I was reading with some interest the answers and comments to this question about that familiar, weird and somewhat inhumane infinite-monkey experiment which, somehow, is still generating fresh and interesting discussions, among which was @OverLordGoldDragon's astute comment that, actually, given an infinite amount of time, it would really only take one monkey to perform the feat.
It is such a good comment, in fact, that it sparks further thought: If only dimension of infinity is required to ensure that all events occurring with nonzero probability do, in fact, almost surely occur, then that dimension could just as easily be on the monkey axis rather than the time axis.
That is, given infinite monkeys, we might assume that, as soon as the starting gun is fired (or however the designated official might normally commence such experiments), one monkey among them will begin typing All's Well That Ends Well straightaway and won't stop until he's typed the last character of The Winter's Tale.

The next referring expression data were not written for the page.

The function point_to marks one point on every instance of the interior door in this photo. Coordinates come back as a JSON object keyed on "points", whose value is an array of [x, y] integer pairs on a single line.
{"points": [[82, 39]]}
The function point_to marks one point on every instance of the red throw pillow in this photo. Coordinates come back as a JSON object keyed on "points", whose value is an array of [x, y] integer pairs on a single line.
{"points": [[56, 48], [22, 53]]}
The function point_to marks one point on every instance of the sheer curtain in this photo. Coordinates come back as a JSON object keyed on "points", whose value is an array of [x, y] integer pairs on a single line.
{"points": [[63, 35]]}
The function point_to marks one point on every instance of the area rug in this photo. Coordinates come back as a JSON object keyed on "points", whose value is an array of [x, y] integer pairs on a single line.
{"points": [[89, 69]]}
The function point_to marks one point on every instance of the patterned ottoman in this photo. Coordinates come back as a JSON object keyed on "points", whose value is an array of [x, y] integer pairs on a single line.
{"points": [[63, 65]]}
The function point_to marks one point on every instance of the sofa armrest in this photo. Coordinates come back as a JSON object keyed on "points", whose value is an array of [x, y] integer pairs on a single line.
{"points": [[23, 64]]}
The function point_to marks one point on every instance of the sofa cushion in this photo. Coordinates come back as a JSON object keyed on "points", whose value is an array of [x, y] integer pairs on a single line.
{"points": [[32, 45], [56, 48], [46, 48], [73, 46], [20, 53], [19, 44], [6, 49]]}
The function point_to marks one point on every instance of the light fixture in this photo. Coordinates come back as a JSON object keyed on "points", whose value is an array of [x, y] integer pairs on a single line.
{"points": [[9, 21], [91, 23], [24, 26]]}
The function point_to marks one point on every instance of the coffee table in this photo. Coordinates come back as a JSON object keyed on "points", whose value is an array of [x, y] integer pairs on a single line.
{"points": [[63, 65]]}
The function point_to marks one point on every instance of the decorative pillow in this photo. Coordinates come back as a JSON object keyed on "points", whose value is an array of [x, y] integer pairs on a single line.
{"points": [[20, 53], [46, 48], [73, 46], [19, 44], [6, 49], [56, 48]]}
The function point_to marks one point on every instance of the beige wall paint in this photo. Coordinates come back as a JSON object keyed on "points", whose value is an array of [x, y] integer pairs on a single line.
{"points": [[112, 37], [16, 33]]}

Then this would imply that the time it would take is limited only by that particular monkey's typing speed. It's likely that I'm rehashing material that philosophy settled ages ago, but I wasn't able to find a discussion on these particulars—that is, until someone with rare tact and kindness pointed out this Wikipedia article, which pretty much covers all these ideas in a more succinct and less stream-of-consciousness way, and comprises, in my frame of reference, a very good example of time flowing in the direction of more complete (yet always still incomplete) knowledge.
So then, continuing along that line, with infinite monkeys, isn't there some subset of monkeys that are all typing the same thing, albeit at different speeds? And wouldn't we also expect that all possible monkey-typing speeds are attained—and, by the way, don't these thought experiments conjure the strangest mental imagery!—from the very slowest possible monkey-typing speed (which would be the monkey's adult lifespan divided by the number of characters) to the very fastest (whatever that is; perhaps it's nothing more than a narcissistic human pride that forbids any supposition that a monkey could surpass Barbara Blackburn's record of 212 wpm, although again, with infinite monkeys, we can expect there will be some heroes).
It is difficult to search for the number of alphanumeric characters that appear in Shakespeare's plays without getting buried in irrelevant statistics such as that there are "60 characters in Henry VI, Part II." So I downloaded the theatrical corpus of Shakespeare plays from this Weaton College repository and performed a wc -m on them, which returned a total character count of 5,577,875.
Then, anticipating too late the arithmetic operation that is to come, I realize my error and backtrack to find that there are wc -w = 929,162 words contained in the corpus, which is probably searchable, and at 212 words per minute comes in at a bit under an hour and a quarter.
Which seems impressive.
Is that really all the time it would take? Could it take even less time somehow? How close to instantaneous could it get? Or is my logic fundamentally flawed?